August 22March resumed at daylight for Charlestown. Meet General Early. Latter's troops encamped in front of Charlestown, ours back on the road we came, about two miles and a half from town.
August 23Without change.
August 24In the afternoon the enemy makes a slight demonstration with his cavalry on Early.
August 25Kershaw moves at daylight with Cuttshaw to relieve  Rodes and Ramseur. Early's force moves to threaten Martinsburg, and Fitz. Lee (who has resumed command of all the cavalry) towards Williamsport.

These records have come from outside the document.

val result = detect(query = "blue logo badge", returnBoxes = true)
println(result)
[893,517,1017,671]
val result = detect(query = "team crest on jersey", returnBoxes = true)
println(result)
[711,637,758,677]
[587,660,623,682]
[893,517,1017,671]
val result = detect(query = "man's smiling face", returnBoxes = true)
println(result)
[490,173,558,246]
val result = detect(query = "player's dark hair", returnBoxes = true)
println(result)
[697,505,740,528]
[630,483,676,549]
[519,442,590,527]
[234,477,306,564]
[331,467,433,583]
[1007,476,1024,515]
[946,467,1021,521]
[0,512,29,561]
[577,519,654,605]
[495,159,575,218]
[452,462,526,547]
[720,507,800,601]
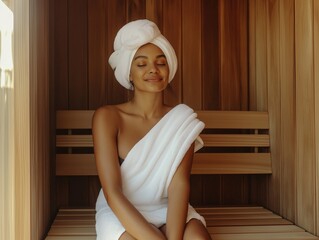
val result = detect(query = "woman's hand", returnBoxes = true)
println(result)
[166,144,194,240]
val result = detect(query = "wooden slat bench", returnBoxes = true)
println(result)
[46,110,318,240]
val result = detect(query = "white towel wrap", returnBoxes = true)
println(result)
[96,104,205,240]
[109,19,177,89]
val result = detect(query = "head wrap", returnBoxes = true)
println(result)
[109,19,177,89]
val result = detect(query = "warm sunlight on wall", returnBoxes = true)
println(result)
[0,0,14,239]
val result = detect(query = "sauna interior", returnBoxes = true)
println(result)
[0,0,319,240]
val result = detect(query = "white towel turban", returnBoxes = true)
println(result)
[109,19,177,89]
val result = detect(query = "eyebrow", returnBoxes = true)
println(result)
[134,54,166,61]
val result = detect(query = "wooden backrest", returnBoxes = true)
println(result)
[56,110,272,176]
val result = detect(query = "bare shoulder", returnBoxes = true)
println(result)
[92,105,120,134]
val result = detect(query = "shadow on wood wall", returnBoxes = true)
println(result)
[51,0,267,207]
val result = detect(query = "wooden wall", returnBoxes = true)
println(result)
[12,0,55,240]
[249,0,319,234]
[53,0,258,210]
[50,0,319,236]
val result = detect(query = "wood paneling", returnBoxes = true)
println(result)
[201,0,221,110]
[295,0,316,231]
[218,0,248,110]
[276,0,296,221]
[106,0,128,104]
[50,0,319,236]
[54,0,262,210]
[51,0,69,109]
[162,0,182,106]
[313,0,319,235]
[88,0,107,109]
[180,0,202,110]
[68,0,88,109]
[267,0,281,212]
[12,0,32,239]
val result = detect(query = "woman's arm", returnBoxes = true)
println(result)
[92,107,165,240]
[166,144,194,240]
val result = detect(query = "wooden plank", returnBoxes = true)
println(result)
[201,0,220,110]
[200,134,269,147]
[192,153,272,174]
[267,0,281,212]
[48,226,96,236]
[279,0,296,219]
[56,134,269,147]
[13,0,31,239]
[56,110,94,129]
[87,0,108,109]
[207,225,305,234]
[219,0,248,110]
[206,218,292,226]
[313,0,319,235]
[45,236,96,240]
[56,153,272,176]
[54,0,69,109]
[162,0,183,106]
[295,0,317,232]
[56,135,93,147]
[196,111,269,129]
[212,232,318,240]
[181,0,202,109]
[248,0,259,111]
[255,0,268,111]
[106,0,129,104]
[67,0,88,109]
[56,154,97,176]
[56,110,269,129]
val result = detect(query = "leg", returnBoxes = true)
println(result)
[184,219,212,240]
[119,232,135,240]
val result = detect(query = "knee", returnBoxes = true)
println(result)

August 26Enemy in position and quiet until afternoon about 5 o'clock, when he advances four or five regiments of infantry and one of cavalry to feel our lines. The picket line of the Fifteenth South Carolina regiment, Kershaw's brigade, breaks, and about a hundred men of it are captured. The enemy soon retires. During the night we hear from Early, who is at Leetown, and it is determined to move for Brucetown at early dawn.
August 27Move at day via Smithfield — McCausland's and Lomax's brigades of cavalry in our rear. Camp near Brucetown. The two cavalry brigades picket the line of the Opequon. Early moves to Bunker Hill.
August 28McCausland moves his brigade towards Leetown, under orders from Fitz. Lee.
August 29Early drives the enemy's cavalry through Smithfield. His troops afterwards return to camp.
August 30Without change.
August 31Bryan's brigade moves at daylight into Winchester to watch a probable movement of the enemy on Winchester from Berryville, where he seems to be in force. In the afternoon the whole division moves and takes its former camp near town.
September 1Some cavalry skirmishing on the Berryville road. A small party of enemy's cavalry reported to have crossed Front Royal road towards Newtown. Humphreys' brigade is sent down on Berryville road to support the cavalry; but the enemy's force having been exaggerated, it returns to camp. Wofford is posted near town on the Valley pike.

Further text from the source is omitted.